Torch.autograd.grad - calculate grad for each example in batch seperatly

First I’ll explain my goal,
Input: [b,*]
Now I want to calculate the gradients for a certain layer for each of the examples in the batch separately
Let’s say my model is a simple FC:

class Model(nn.Module):
    def __init__(self):
        super(Model, self).__init__()
        self.w = nn.Parameter(torch.rand(4, 2),requires_grad=True)
        self.b = nn.Parameter(torch.rand(2),requires_grad=True)
    def forward(self, x):
        out =,self.w)
        out = out+self.b
        return out

Calling the model and ciretrion pay attention that reduction is none:

resnet = Model()
criterion = nn.CrossEntropyLoss(reduction='none')

My input is a random 2x4 matrix, where 2 represent the batch:

rand = torch.rand(2,4)


output = resnet(rand)

Output shape is (2,2), first dimension is batch.
Declaring (random) target, criterion is ce:

target = torch.LongTensor([1,1])
loss = criterion(output,target)

Now, I want to take my losses that holds the shape of:[2], and calc the grad w.r.t of the bias layer.

a = torch.autograd.grad(loss,resnet.b)

This returned an error, so I tried:

a = torch.autograd.grad(loss,resnet.b,grad_outputs=[torch.ones_like(loss), torch.ones_like(loss)])

This accumulated the gradients…
I expect the return shape would be (2,2), means the batch size, and the layer shape.

Just to recap, I have the loss for each example in the batch seperatly using: “reduction =‘none’”
Now I want the gradients for each of the examples w.r.t to the bias layer, the same as if my batch was 1.
So why I’m not running with batch=1, for efficency and speed of course.

Any idea how to make it work using:“torch.autograd.grad”?


Automatic differentiation can only do vector jacobian product.

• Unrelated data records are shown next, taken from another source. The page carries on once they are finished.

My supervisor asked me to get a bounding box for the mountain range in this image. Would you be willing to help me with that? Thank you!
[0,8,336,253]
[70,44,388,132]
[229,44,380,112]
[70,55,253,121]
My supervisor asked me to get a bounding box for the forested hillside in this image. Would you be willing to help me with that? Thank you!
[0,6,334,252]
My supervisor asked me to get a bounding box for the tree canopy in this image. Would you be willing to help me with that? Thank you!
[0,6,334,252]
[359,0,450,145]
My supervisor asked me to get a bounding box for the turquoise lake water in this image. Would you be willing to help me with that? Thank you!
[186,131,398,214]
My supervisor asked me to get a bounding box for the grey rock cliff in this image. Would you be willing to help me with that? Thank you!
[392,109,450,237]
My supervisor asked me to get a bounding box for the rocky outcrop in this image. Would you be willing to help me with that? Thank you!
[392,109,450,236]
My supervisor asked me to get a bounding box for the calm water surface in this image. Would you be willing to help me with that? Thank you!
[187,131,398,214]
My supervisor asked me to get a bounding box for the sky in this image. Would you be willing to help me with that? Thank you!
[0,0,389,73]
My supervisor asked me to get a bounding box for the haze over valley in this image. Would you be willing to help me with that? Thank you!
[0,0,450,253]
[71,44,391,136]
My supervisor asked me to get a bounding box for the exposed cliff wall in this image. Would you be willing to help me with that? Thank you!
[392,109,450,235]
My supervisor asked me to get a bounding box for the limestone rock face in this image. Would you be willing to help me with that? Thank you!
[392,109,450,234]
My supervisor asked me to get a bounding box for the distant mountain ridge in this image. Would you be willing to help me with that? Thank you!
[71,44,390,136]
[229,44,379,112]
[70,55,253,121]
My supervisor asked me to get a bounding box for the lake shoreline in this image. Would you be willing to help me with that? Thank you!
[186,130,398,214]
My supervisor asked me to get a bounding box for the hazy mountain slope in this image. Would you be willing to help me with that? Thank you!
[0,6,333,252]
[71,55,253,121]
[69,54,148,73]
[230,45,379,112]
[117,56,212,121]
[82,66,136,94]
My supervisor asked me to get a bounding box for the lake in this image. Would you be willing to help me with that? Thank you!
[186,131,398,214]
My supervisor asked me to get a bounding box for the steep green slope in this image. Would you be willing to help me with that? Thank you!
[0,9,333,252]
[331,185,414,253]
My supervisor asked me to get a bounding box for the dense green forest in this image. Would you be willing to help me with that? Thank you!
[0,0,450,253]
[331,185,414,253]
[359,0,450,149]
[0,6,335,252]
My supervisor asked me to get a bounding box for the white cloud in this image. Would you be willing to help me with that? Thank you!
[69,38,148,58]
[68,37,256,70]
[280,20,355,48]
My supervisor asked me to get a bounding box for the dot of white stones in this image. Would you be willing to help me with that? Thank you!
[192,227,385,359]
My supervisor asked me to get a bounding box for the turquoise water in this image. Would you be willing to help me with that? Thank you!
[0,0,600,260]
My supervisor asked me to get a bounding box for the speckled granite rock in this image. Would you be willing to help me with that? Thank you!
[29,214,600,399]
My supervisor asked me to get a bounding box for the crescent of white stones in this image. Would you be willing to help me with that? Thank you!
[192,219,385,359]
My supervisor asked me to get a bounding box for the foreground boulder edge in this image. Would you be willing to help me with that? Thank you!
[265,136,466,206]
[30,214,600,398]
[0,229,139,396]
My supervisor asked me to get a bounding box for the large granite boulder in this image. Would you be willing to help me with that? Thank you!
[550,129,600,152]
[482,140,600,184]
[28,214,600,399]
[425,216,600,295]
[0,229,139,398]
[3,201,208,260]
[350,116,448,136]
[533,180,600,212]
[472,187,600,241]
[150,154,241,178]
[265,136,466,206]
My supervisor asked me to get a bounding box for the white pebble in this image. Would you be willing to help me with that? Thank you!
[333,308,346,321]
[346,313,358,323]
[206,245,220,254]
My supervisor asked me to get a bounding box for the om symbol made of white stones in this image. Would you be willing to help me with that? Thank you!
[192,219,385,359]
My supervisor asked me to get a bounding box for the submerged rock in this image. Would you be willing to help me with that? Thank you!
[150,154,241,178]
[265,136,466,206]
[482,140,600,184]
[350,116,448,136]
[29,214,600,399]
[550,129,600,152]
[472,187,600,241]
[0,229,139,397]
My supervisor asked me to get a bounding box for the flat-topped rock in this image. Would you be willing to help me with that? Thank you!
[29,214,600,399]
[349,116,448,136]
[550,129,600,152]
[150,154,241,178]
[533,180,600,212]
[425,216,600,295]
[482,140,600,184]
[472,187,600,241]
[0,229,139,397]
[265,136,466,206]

So the grad_outputs that you give are multiplied by the jacobian. Since you give a vector full on ones, it sums up the gradients.

The two main ways to be able to get a gradient for each of your loss are:

  • Do one backward for each of them and store the gradients.
  • Expand your weights to the right batch size before the forward so that the regular backward will give you what you want.

Hi @albanD

How to expand weights (inside the model) to the batch size? Is there any example?


I’m not sure we have examples no.

But maybe you can check repos like GitHub - cybertronai/autograd-hacks that provide such features.